"Last weekend Trump claimed that our leadership wouldn't be around much longer and declared a war on our country," Ri said, according to an official translation of his remarks to reporters in New York.
"Since the United States declared war on our country, we will have every right to make all self-defensive counter measures, including the right to shoot down the United States strategic bombers at any time even when they are not yet inside the aerospace border of our country," Ri said.
White House press secretary Sarah Sanders said Monday that the US has not declared war on North Korea, adding, "Frankly, the suggestion of that is absurd."
Sanders said it is "never appropriate" to shoot down another nation's aircraft in international waters and the administration plans to continue to protect the area.
Earlier on Monday, State Department spokesperson Katina Adams told CNN the US seeks a "peaceful denuclearization of the Korean Peninsula."
But the US military "will take all options to make sure that we safeguard our allies and our partners and our homeland so if North Korea does not stop their provocative actions we'll make sure we provide options to the President to deal with North Korea," according to Col. Rob Manning, a Pentagon spokesman.
Asked about Ri's charge that Trump's comments were a declaration of war, Manning, said: "Our job as the Department of Defense is as you know is to make sure that the President is provided military options, we'll continue to do that, and we have a deep arsenal of military options to provide the President so then he can decide how he wants to deal with North Korea and the regime."
"We are postured and we are ready to fight tonight," he added.
The US Navy will also continue to maintain its presence near the Korean peninsula despite the latest round of harsh rhetoric and threats of a military strike from Pyongyang.
Two US defense officials told CNN on Monday that the USS Ronald Reagan aircraft carrier will conduct scheduled naval maritime exercises with the South Korean navy off the peninsula at the end of October.
While the officials said the exercises are long scheduled and not in response to recent tensions, similar exercises have prompted strong condemnation from North Korea in the past.
War of words
The ongoing war of words between the two nations also saw several new fiery salvos on Saturday, a day on which the US military, in a show of force, flew bombers in international airspace over waters east of North Korea and the detection of mysterious seismic activity refueled concerns over the rogue nation's nuclear ambitions.
Speaking at the UN on Saturday, Ri said that Trump had made a missile attack on the US mainland inevitable by insulting the dignity of North Korea.
"None other than Trump himself is on a suicide mission," Ri said in a speech at the UN General Assembly. "In case innocent lives of the US are harmed because of this suicide attack, Trump will be held totally responsible."
Trump took on Twitter Saturday night to respond to Ri's remarks.
"Just heard Foreign Minister of North Korea speak at UN If he echoes thoughts of Little Rocket Man, they won't be around much longer!" Trump wrote.
The US and North Korea exchanged a series of verbal volleys last week as the UN met in New York.
In his speech Tuesday, Trump threatened to "totally destroy" North Korea if the US was forced to defend itself or an ally.
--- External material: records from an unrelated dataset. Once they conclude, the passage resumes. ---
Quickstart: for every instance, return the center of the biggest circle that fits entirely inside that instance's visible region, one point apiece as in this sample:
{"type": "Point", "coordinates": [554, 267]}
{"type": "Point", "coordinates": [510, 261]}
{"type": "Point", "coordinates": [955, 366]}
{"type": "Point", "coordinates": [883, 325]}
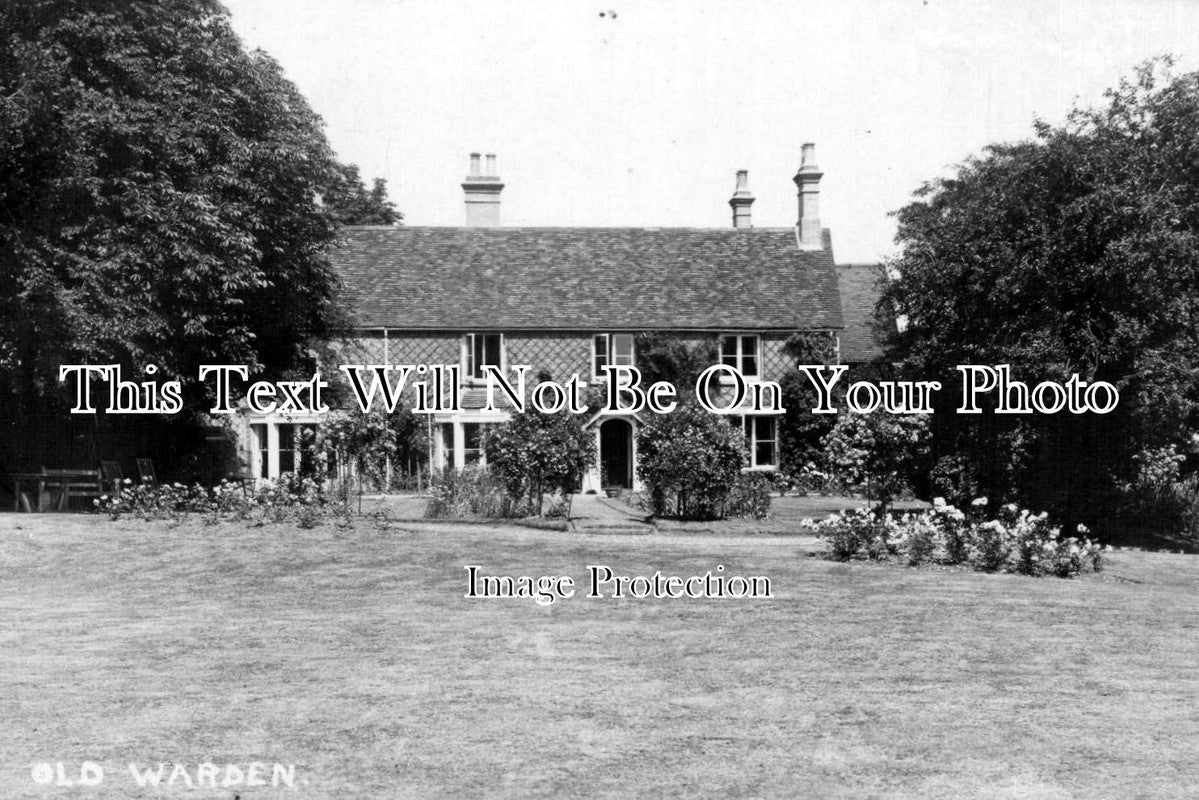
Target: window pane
{"type": "Point", "coordinates": [264, 453]}
{"type": "Point", "coordinates": [493, 349]}
{"type": "Point", "coordinates": [749, 355]}
{"type": "Point", "coordinates": [622, 349]}
{"type": "Point", "coordinates": [601, 359]}
{"type": "Point", "coordinates": [480, 353]}
{"type": "Point", "coordinates": [473, 443]}
{"type": "Point", "coordinates": [729, 350]}
{"type": "Point", "coordinates": [287, 449]}
{"type": "Point", "coordinates": [447, 444]}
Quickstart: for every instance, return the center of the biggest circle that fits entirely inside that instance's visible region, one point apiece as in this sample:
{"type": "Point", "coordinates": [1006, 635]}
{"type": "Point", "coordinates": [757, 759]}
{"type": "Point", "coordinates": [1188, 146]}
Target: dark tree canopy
{"type": "Point", "coordinates": [1076, 251]}
{"type": "Point", "coordinates": [161, 190]}
{"type": "Point", "coordinates": [353, 204]}
{"type": "Point", "coordinates": [160, 204]}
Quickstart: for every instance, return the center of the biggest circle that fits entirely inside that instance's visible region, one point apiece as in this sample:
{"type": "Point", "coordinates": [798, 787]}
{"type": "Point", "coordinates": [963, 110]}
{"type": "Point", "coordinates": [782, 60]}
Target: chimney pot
{"type": "Point", "coordinates": [741, 202]}
{"type": "Point", "coordinates": [807, 180]}
{"type": "Point", "coordinates": [482, 193]}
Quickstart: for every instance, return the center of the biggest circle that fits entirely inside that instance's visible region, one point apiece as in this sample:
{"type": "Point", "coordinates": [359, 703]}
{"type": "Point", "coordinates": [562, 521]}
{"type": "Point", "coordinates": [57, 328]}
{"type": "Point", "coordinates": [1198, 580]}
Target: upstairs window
{"type": "Point", "coordinates": [612, 349]}
{"type": "Point", "coordinates": [761, 439]}
{"type": "Point", "coordinates": [482, 350]}
{"type": "Point", "coordinates": [740, 353]}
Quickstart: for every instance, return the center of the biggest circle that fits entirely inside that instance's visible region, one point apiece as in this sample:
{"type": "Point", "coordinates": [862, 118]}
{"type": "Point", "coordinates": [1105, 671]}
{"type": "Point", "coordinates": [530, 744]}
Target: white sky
{"type": "Point", "coordinates": [643, 119]}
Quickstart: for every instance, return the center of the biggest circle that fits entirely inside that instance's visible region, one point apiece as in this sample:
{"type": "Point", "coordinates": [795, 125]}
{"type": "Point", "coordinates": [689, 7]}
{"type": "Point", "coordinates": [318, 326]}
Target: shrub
{"type": "Point", "coordinates": [690, 461]}
{"type": "Point", "coordinates": [473, 492]}
{"type": "Point", "coordinates": [877, 453]}
{"type": "Point", "coordinates": [1160, 501]}
{"type": "Point", "coordinates": [540, 453]}
{"type": "Point", "coordinates": [301, 499]}
{"type": "Point", "coordinates": [749, 495]}
{"type": "Point", "coordinates": [1013, 541]}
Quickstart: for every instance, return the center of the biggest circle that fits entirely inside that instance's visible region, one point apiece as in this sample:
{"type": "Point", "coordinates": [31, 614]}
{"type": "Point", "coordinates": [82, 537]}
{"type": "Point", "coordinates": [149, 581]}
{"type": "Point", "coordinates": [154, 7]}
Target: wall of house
{"type": "Point", "coordinates": [560, 354]}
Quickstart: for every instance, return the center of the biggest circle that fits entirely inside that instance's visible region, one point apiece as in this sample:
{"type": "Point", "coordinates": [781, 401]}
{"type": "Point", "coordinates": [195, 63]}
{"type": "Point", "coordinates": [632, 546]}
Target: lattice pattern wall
{"type": "Point", "coordinates": [561, 355]}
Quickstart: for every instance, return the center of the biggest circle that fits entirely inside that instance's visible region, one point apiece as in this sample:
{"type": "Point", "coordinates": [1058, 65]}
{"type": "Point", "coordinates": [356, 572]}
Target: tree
{"type": "Point", "coordinates": [537, 453]}
{"type": "Point", "coordinates": [690, 461]}
{"type": "Point", "coordinates": [160, 202]}
{"type": "Point", "coordinates": [878, 453]}
{"type": "Point", "coordinates": [800, 431]}
{"type": "Point", "coordinates": [1076, 251]}
{"type": "Point", "coordinates": [351, 204]}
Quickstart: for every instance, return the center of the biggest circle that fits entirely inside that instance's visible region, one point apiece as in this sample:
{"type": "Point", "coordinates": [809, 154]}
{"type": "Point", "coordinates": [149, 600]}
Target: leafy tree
{"type": "Point", "coordinates": [800, 431]}
{"type": "Point", "coordinates": [374, 439]}
{"type": "Point", "coordinates": [690, 461]}
{"type": "Point", "coordinates": [877, 453]}
{"type": "Point", "coordinates": [673, 359]}
{"type": "Point", "coordinates": [537, 453]}
{"type": "Point", "coordinates": [1076, 251]}
{"type": "Point", "coordinates": [351, 204]}
{"type": "Point", "coordinates": [158, 202]}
He then tweeted on Friday that Kim was "obviously a madman" who would be "tested like never before."
Kim responded to the US President's speech in a rare televised statement in which he said Trump would "pay dearly" for the threats and accused him of being "mentally deranged."
Shortly after Kim's televised address, North Korea's foreign minister said his country could test a powerful nuclear weapon over the Pacific Ocean in response to Trump's threats of military action.
The US military also sent its own message to Pyongyang on Saturday as B-1B Lancer bombers from Guam and F-15C Eagle fighter escorts from Okinawa, Japan, flew in international airspace over waters east of North Korea, according to the Pentagon.
It's the farthest north of the Demilitarized Zone (DMZ) that US fighters or bomber aircraft have ever flown this century, the Pentagon said.
The flight underscored "the seriousness with which we take DPRK's reckless behavior," the Pentagon said, using an acronym for North Korea's official name, the Democratic People's Republic of Korea.
"This mission is a demonstration of US resolve and a clear message that the President has many military options to defeat any threat," Pentagon spokeswoman Dana White said in a statement.
"North Korea's weapons program is a grave threat to the Asia-Pacific region and the entire international community. We are prepared to use the full range of military capabilities to defend the US homeland and our allies."
The bomber flights are a common response to North Korean actions that the United States and its allies perceive as hostile.
A key part of the US military's "tip of the spear," US B-1 bombers have been seen regularly over the Korean Peninsula in recent months amid escalating tensions with Pyongyang -- running regular training flights with Japanese and South Korean fighter jets that often provoke the ire of the North Korean regime.